The Hermitage has refused to lend glass pieces for a show that was scheduled to start on Dec. 23 and run for three months because of irradiation fears. “Gunma prefecture is right next to Fukushima prefecture and close to the scene of the nuclear accident,” stated the Hermitage. “There is a considerable danger that the exhibit will be subjected to radioactive contamination.” The show, however, will tour museums in Hokkaido, Tokyo and Okayama.
Radiation, even from natural sunlight, can radically change the color of glass. Older types of glass often used arsenic as an ingredient. When exposed to direct sunlight for protracted periods of time, the glass turns yellow. This can be seen in many of the headlights of older automobiles.

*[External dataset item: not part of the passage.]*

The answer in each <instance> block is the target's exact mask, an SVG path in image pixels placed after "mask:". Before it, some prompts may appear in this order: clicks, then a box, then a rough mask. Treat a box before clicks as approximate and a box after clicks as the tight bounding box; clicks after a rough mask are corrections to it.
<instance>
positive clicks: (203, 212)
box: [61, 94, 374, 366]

Even more widely used than arsenic was manganese to decolorize impurities in glass. When irradiated or exposed to direct sunlight for many years, the glass turns deep purple. Other chemicals in old glass may also change color when exposed to strong sunlight or irradiation.

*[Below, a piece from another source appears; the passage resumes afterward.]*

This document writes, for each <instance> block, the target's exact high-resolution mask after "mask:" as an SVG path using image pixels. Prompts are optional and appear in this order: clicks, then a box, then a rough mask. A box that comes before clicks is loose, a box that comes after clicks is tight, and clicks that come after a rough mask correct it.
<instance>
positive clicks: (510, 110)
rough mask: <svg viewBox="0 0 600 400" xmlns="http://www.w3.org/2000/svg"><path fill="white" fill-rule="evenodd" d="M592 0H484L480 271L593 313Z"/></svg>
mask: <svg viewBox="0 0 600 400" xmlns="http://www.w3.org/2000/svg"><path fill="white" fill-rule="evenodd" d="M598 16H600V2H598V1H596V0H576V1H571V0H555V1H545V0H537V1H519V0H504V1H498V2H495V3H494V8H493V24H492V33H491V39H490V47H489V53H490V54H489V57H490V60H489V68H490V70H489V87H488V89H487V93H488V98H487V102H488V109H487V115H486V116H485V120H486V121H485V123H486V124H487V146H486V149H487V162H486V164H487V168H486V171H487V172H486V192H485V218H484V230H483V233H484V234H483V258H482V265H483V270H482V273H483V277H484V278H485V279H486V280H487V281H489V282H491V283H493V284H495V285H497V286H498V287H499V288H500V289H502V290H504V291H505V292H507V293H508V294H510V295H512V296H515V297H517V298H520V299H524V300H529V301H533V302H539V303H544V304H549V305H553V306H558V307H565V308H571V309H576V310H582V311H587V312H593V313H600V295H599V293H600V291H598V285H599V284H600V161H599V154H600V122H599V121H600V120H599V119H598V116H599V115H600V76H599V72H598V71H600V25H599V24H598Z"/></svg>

Although representations were made through the Japanese Embassy in Moscow and experts called in, the Hermitage was adamant in its refusal.
Gunma Art Museum called the decision “most unfortunate.”
“We do understand that Russia suffered Chernobyl and can understand their sensitivities, but really, there is no danger of irradiation,” a spokesperson said.
Ironically the Gunma Museum of Modern Art is considered an important work of art in itself. Constructed from 1971 to 1974 using a design by Arata Isozaki, it is considered one of the 100 most important buildings built in Japan since World War II. Isozaki himself is one of the few Japanese architects to win a reputation outside of Japan and is responsible for such iconic structures as the Museum of Contemporary Art in Los Angeles and the Sports Hall for the 1992 Barcelona Olympic Games.